MEMPHIS, Tenn. — A “Week of Nonviolence” began Saturday in Memphis.
City and county mayors proclaimed Sept. 19 - 27 a week of nonviolence as Memphis and Shelby County " … along with our entire nation continue to confront the challenge of violence due to the effects of poverty, hunger, racism, brutality, domestic violence and other forms of inhumanity … will join cities and towns in all 50 states and nations around the world in the goal of building a culture of peace and nonviolence."
Activities are planned nationwide, and Memphis will host several.
According to Memphis police, the city has had 199 homicides this year, compared to 128 at the same time last year.
Three days of Peace and Harmony will kick off Monday, sponsored by the Pema Karpo Meditation Center of Memphis.
Local activist Charles Belenky will lead a discussion Monday at 7 p.m. entitled “Between WWII and the Death of JFK,” which focuses on peace movements and activists of that era.
On Tuesday, TM Garret, an ex-white supremacist and KKK member, will tell the story of his transformation into a human rights advocate at 7 p.m.
The Second Concert for a Nonviolent Memphis will be held at 7 p.m.
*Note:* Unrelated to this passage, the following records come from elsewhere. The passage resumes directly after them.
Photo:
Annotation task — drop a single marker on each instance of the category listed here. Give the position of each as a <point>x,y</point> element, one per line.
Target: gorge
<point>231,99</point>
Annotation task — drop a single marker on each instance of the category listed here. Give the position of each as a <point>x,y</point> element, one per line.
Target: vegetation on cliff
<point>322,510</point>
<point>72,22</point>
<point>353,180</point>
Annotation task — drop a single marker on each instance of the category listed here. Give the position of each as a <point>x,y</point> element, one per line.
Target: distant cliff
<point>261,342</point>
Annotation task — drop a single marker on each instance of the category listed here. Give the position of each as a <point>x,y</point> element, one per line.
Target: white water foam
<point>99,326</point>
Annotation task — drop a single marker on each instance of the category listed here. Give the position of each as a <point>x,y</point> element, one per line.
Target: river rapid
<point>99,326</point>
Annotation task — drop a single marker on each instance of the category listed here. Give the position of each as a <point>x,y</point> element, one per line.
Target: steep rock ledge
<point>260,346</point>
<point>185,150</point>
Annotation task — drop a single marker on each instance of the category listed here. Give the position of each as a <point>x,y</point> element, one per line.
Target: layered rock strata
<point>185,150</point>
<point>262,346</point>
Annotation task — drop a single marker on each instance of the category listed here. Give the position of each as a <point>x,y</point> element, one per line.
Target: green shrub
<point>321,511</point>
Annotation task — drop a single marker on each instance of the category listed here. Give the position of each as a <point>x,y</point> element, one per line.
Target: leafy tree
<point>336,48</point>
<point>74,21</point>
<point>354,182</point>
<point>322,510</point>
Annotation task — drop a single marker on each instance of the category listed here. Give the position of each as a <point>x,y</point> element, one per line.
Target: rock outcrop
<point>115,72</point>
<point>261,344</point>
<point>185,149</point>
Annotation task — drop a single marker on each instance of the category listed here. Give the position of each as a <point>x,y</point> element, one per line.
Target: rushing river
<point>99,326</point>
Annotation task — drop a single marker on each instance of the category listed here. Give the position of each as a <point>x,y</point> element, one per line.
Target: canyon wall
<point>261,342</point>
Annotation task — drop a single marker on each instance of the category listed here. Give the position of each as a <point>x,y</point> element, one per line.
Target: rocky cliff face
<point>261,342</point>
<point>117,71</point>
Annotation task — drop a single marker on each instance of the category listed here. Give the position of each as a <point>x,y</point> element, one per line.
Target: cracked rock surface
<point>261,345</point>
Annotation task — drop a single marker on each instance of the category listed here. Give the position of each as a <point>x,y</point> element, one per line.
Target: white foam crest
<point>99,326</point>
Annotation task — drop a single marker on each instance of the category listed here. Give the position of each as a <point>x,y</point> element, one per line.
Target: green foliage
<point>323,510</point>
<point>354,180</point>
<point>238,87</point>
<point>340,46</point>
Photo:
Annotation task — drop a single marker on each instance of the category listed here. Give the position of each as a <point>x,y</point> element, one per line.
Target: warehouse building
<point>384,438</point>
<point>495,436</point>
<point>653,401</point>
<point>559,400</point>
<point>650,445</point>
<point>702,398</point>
Wednesday, featuring songs from 30 area singer/songwriters.
The online concert is sponsored by South Main Sounds and the Memphis Songwriters Association.
The Youth Council of MICAH (Memphis Interfaith Coalition for Action and Hope) will hold a panel discussion Thursday at 7 p.m. called "We All Want a Peace of the Pie.”
The TD Yoga and Meditation Center will host a 30-minute “Meditation for Non-Harming” at 7 p.m. on Friday.
An adult panel from MICAH will present “Preparing for Good Trouble,” featuring a combination of clergy and lay leaders discussing why justice work is relevant and important. The discussion will begin at 6 p.m. on Saturday.
As murders continue to plague Memphis there’s a call for peace, but the violence continues.
Activities for a “Week of Nonviolence” kicked off over the weekend in Memphis.
Meanwhile, police are investigating at least four separate shootings overnight leading into Monday afternoon that left three people dead.
Organizers are using some very old methods to try to bring some calm.
Three days of peace and harmony started at 5:30 Monday.
The organizers are focusing on mediation because research shows mediation replaces fear and eliminates violence.
Paul Crum is one of the organizers of the events taking place this week in Memphis to help combat crime. The goal is to teach people that promoting peace and nonviolence go hand in hand.
“We have, like I say, instruction mediation, on yoga, several ways that a person can cultivate peace within themselves, and hopefully that will be reflected in their outward life.”
Research shows yoga and meditation help children and adults deal with stressful issues in a productive way. It decreases depression, anger and even crime. Memphis police say most of the crimes that happen in our city come from parties who know each other. That’s why this week’s activities aim to help children make good choices.
“When they occur to parties that are known to one another, that tells me that if people were equipped with the set of skills to solve their conflicts, settle their conflicts peacefully, a lot of those conflicts, violent acts could be avoided,” Crum explained.
Crum’s organization works closely with Shelby County Schools to teach conflict resolution. He wants to see it taught in schools.